I don't understand the purpose of the AA logo in the central rear vent. Surely that adds uneven backwave pressure? (and maybe some other turbulence/distortions?)

Or does the assymetrical design of the AA logo compensate for the assymetrical outer rear venting?

I'll probably never get an answer to these questions, but it feels like a step back from Focal, Sennheiser and Beyerdynamic's top tier drivers.
Even AKG's legendary flagship drivers of the past (K501, K701 etc) were mostly symmetrical.
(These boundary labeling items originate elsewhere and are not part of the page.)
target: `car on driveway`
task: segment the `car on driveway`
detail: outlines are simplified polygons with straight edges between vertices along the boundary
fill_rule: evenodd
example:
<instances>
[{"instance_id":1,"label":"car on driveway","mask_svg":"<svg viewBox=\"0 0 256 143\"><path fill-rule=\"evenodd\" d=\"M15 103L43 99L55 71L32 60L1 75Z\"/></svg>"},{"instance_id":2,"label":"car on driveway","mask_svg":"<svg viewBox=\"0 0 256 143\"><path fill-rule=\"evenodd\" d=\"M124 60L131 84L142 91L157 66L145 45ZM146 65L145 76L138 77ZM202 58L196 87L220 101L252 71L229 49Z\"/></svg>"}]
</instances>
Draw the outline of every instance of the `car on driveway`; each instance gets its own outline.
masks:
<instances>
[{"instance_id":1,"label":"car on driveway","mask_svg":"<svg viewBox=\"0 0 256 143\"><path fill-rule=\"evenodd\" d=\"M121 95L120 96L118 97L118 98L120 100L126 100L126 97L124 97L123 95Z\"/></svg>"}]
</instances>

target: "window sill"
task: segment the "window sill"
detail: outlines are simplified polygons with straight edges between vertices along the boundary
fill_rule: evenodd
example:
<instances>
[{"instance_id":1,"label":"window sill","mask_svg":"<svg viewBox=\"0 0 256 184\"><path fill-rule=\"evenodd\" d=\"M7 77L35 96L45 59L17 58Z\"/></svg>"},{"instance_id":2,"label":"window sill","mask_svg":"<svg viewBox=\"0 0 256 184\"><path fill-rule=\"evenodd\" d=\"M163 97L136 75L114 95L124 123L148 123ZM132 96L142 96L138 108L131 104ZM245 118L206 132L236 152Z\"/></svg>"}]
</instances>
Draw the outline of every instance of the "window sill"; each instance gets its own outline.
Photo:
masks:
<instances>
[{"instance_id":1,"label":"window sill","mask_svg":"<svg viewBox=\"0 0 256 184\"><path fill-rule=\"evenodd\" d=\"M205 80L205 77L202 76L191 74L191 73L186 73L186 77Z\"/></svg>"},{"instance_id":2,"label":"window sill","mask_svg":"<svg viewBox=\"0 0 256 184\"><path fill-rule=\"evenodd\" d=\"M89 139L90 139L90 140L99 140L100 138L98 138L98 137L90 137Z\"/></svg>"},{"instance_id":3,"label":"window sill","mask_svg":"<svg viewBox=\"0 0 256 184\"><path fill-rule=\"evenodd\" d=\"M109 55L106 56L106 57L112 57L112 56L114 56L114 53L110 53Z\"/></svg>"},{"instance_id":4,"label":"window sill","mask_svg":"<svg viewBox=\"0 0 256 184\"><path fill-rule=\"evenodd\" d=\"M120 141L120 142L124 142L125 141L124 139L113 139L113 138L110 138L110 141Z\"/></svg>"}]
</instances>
In the end, I know the most important thing is how it sounds, and I'm not a purist about this kind of design phylosophy... just very curious.
I do also own some fabulous sounding headphones with assymetrical drivers, so I am aware it's not the only ingredient in the whole headphone pie.
Interesting observation for sure... but I guess they did not slap on that logo after the driver was finished, so I guess they had considered any effects that might have.

Only tangentially related, but I always had strange feelings with the different patterns on some Meze drivers.
 
Oct 3, 2023 at 5:17 AM Post #431 of 3,071
K812 a bit more: 5-year research and development program, as said Kent Iverson, Director of Marketing and Product Development, AKG
And both HD800 and K812 were new driver designs, while I understand the Composer driver as a refinement/extension of the X driver concept developed for the X55/60/65
 
Oct 3, 2023 at 5:26 AM Post #432 of 3,071
I'm confused....
I thought higher end drivers were meant to be symmetrical.
I don't understand the purpose of the AA logo in the central rear vent. Surely that adds uneven backwave pressure? (and maybe some other turbulence/distortions?)

Or does the assymetrical design of the AA logo compensate for the assymetrical outer rear venting?

It seems a simply design reduce airflow noise and backwave guider/smoother.
 
Oct 3, 2023 at 5:28 AM Post #433 of 3,071
I don't quite get what you're trying to say here... Even if we assume the guy who was mainly in charge of the driver design did work somewhere else before -- what exactly does that mean?
Axel Grell has made a name for himself, and in consequence named his new company after himself. Dan Clark as well. They also thereby reference their past achievements. Which Austrian Audio does as well.
I'm not trying to say anything except what I said - it is an interesting fact that guys from Austrian Audio hired a person from a competitor to develop headphones for them (or at least a major part of it). That's it. And naturally, of course, it is interesting to know on what else he worked on, isn't it? Since he was hired, probably he is quite good and experienced (and since there is positive feedback, he probably did a good job). At least he is considered better by the management than those worked on other Austrian Audio headphones, or there would be no point in hiring him in the first place.